The promise of big data is finding useful correlations between numerous data sets and variables in a short time span and applying the outcomes for business or scientific purposes. But before reaping those benefits we need data. Fortunately there’s plenty of data available for analysis. The Digital Universe study, sponsored by EMC, estimates that in 2013 some 4.4 zettabytes of data were produced by you, me and things, increasingly things. And it is growing fast! According to the same study by 2020 some 44 zettabytes will be generated and the fastest growing data segment is data generated by things, sensors and embedded systems.
Those sensors measure qualities such as motion, orientation and personal or environmental conditions. They are not just found inside smartphones but increasingly in other electronic devices and also in cars, clothing, furniture, housing, you name it. And because to measure is to know, as the saying goes (Kelvin), the data generated by these sensors is increasingly used by people to start quantifying certain aspects of their life usually with the intention to improve the quality of life. We have an insatiable need for data.
But the quantified self is just the beginning. Quantifying yourself to improve your life or productivity is one thing. But what if others start measuring you up with the same sensors? A relatively new phenomenon is called the quantified workplace where, you guessed right, workers are measured in terms of productivity. Since big data analytics helps us to detect new relevant patterns in oceans of data we have started to identify ever more areas where this can be applied. What could be a better idea than measuring, quantifying and monitoring the workforce?
Actually, quantifying the workforce is not a novel idea. In the past many concepts have been designed to improve the quality of the workforce, one of the last probably being the Balanced Scorecard method that was specifically tailored to drive employee performance. In short, quantifying the workforce can have great benefits to an organization. Employees are measured on various aspects of their work or work related life and on detailed performance parameters of their tasks. These aspects and parameters range from how and where their work time is spent on to quantity and/or quality of output. But since performance is also influenced by the way your personal life is organized, it is meaningful to look further than direct work and work related parameters and also include personal circumstances such as family structure, financial situation, hobbies etc. Almost every aspect of a person’s life can influence work performance. It is not hard to see where the inspiration for the quantified toilets hoax comes from.
Once everything is measured, quantified and analyzed, the results can be used in various ways. It can be used to improve sub-performing employees by pointing out how better performing employees have organized work and life. It can be used to re-organize the business process so that the capital can increase its productivity. But data that is constantly analyzed can also be used to generate a profile of the ideal employee. After that the process of recruiting and selecting people for vacancies will be much more effective and efficient as it saves time, money and the chance of getting unproductive employees is limited.
Big Data for HR analytics or talent analytics makes the quantified workforce possible. Evolv is an example of a company that makes good money with HR analytics or people analytics. They label themselves the recognized leader of workforce optimization. In one of their case studies they analyzed the performance of the customer service teams of Xerox and established the ideal employee profile that would improve long term profitability and curb attrition.
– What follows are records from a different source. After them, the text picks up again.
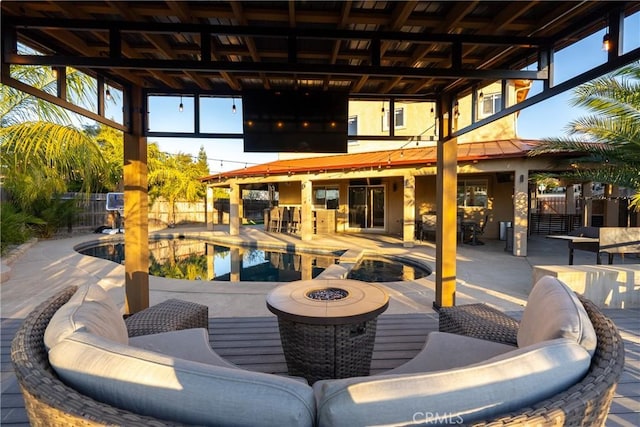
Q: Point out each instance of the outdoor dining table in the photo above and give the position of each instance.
(327, 327)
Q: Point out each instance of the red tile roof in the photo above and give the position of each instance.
(499, 149)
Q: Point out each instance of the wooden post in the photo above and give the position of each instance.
(136, 209)
(409, 228)
(446, 209)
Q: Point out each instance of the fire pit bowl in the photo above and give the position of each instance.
(327, 327)
(327, 294)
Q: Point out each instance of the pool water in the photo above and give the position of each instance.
(194, 259)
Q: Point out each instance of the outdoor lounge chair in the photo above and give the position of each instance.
(49, 401)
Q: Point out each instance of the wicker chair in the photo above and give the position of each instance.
(586, 403)
(48, 401)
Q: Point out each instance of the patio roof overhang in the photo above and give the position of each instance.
(406, 157)
(430, 50)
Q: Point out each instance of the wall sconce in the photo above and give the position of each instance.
(606, 42)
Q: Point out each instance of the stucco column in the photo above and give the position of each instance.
(520, 211)
(306, 213)
(409, 228)
(136, 210)
(570, 200)
(234, 210)
(587, 208)
(210, 250)
(209, 208)
(612, 206)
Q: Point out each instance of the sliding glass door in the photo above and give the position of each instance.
(366, 207)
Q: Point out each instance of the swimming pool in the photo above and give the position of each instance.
(196, 259)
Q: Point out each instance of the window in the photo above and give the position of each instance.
(398, 119)
(326, 197)
(490, 104)
(472, 193)
(353, 125)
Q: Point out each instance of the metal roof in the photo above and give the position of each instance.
(397, 158)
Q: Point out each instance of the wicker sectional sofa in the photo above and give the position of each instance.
(584, 399)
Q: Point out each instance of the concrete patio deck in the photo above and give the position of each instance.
(484, 274)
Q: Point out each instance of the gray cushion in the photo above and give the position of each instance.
(90, 309)
(446, 351)
(554, 311)
(189, 344)
(505, 383)
(178, 390)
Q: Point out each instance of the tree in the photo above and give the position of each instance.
(175, 177)
(42, 153)
(606, 142)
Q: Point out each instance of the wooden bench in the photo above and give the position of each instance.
(611, 240)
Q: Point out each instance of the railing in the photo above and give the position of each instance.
(554, 223)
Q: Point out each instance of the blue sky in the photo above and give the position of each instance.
(545, 119)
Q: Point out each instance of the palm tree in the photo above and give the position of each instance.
(175, 177)
(41, 151)
(606, 142)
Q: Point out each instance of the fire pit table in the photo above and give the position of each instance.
(327, 327)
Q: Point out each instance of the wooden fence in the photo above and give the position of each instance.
(93, 213)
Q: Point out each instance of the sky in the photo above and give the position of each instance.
(548, 118)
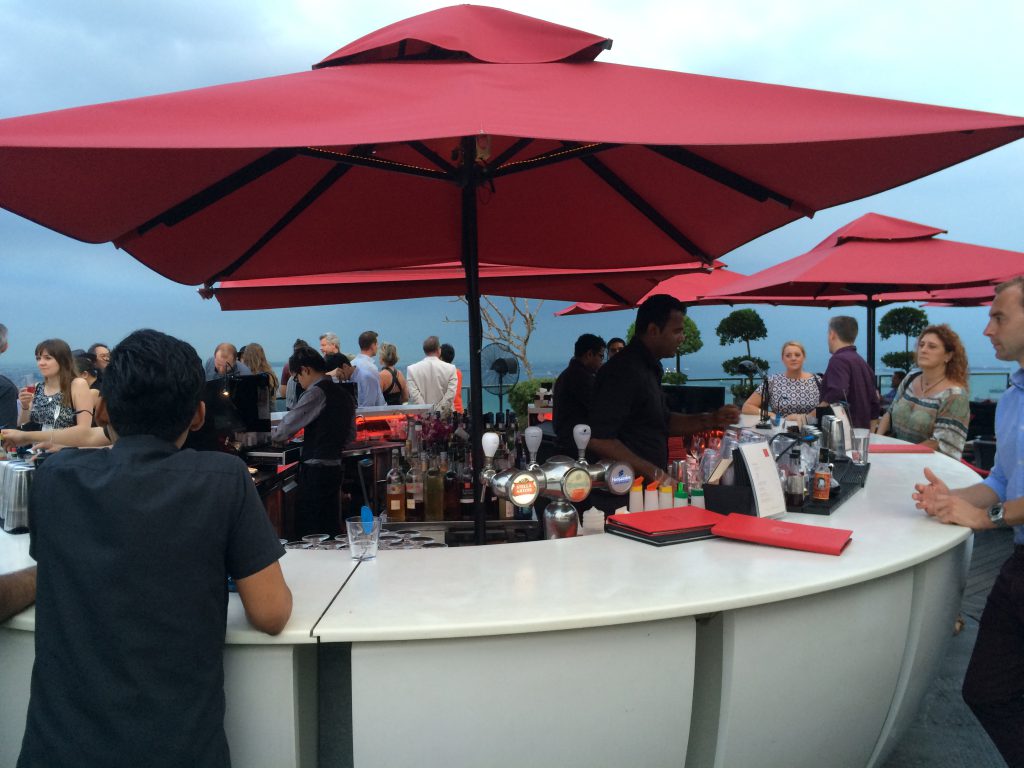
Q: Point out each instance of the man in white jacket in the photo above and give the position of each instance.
(432, 381)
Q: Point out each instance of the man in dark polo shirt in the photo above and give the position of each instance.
(573, 389)
(327, 413)
(848, 378)
(630, 418)
(134, 546)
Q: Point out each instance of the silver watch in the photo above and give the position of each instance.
(995, 516)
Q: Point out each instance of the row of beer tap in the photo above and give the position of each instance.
(563, 480)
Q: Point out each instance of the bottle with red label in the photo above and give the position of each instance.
(821, 483)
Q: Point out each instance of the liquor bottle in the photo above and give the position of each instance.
(453, 488)
(433, 493)
(822, 477)
(414, 492)
(395, 500)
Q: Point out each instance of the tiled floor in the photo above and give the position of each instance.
(945, 734)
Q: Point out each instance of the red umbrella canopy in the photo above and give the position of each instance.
(687, 288)
(626, 286)
(360, 163)
(880, 258)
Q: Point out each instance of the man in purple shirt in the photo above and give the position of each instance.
(848, 378)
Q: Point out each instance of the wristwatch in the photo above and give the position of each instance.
(995, 516)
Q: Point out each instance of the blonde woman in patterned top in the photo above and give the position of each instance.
(931, 406)
(793, 394)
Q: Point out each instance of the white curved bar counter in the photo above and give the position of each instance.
(593, 651)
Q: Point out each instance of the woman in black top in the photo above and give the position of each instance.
(392, 382)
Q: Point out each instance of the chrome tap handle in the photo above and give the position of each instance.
(532, 436)
(489, 442)
(581, 434)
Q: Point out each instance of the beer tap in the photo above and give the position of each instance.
(521, 486)
(613, 476)
(532, 436)
(564, 480)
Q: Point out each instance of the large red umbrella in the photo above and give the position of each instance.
(875, 260)
(687, 288)
(465, 131)
(624, 286)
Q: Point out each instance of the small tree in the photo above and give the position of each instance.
(745, 326)
(907, 322)
(898, 360)
(742, 325)
(511, 325)
(690, 345)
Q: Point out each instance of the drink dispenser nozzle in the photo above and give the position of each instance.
(489, 442)
(581, 434)
(532, 437)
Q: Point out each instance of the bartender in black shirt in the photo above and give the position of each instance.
(630, 418)
(573, 389)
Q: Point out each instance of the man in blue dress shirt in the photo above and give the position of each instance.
(993, 687)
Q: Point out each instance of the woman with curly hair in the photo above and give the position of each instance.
(931, 404)
(254, 356)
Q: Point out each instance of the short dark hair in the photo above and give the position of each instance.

Quantifying the workforce makes especially sense for organizations that have large client service teams such as call centers. Call center jobs are the fast food jobs in today’s economy and as such regarded as a cost factor that needs to be quantified, monitored and controlled 24/7. Since these jobs are very limited in scope and complexity they lend themselves to the new digital punch clock. Whether this will work in knowledge intensive sectors remains to be seen. Moreover the link between private and work life is becoming more explicit, increasingly influencing private life.
Business competition in today’s global economy is tough and everything that helps to cut cost or improve revenue is welcome. Analyzing more data in order to achieve this is only natural. For large companies the human capital factor is extremely important as it is the most significant cost factor. It makes sense to further optimize the workforce as new technology develops to quantify more of the work processes. But will it work in the longer term?
In earlier posts on the future of work (here and here and here) The METISiles contemplated what would happen with work as we know it. More specifically, would there be enough jobs for people to make a living and would work still be the life encompassing paradigm for people? With the concept of the quantified workforce we wonder if a measured, quantified and monitored work environment will not drive people out to start a career as an (e)-lancerpreneur. After all what is the fun for employees to be constantly measured, quantified, monitored and judged upon and pushed around. Let’s face it: next to money fun is the primary work motivator. No need to quantify that.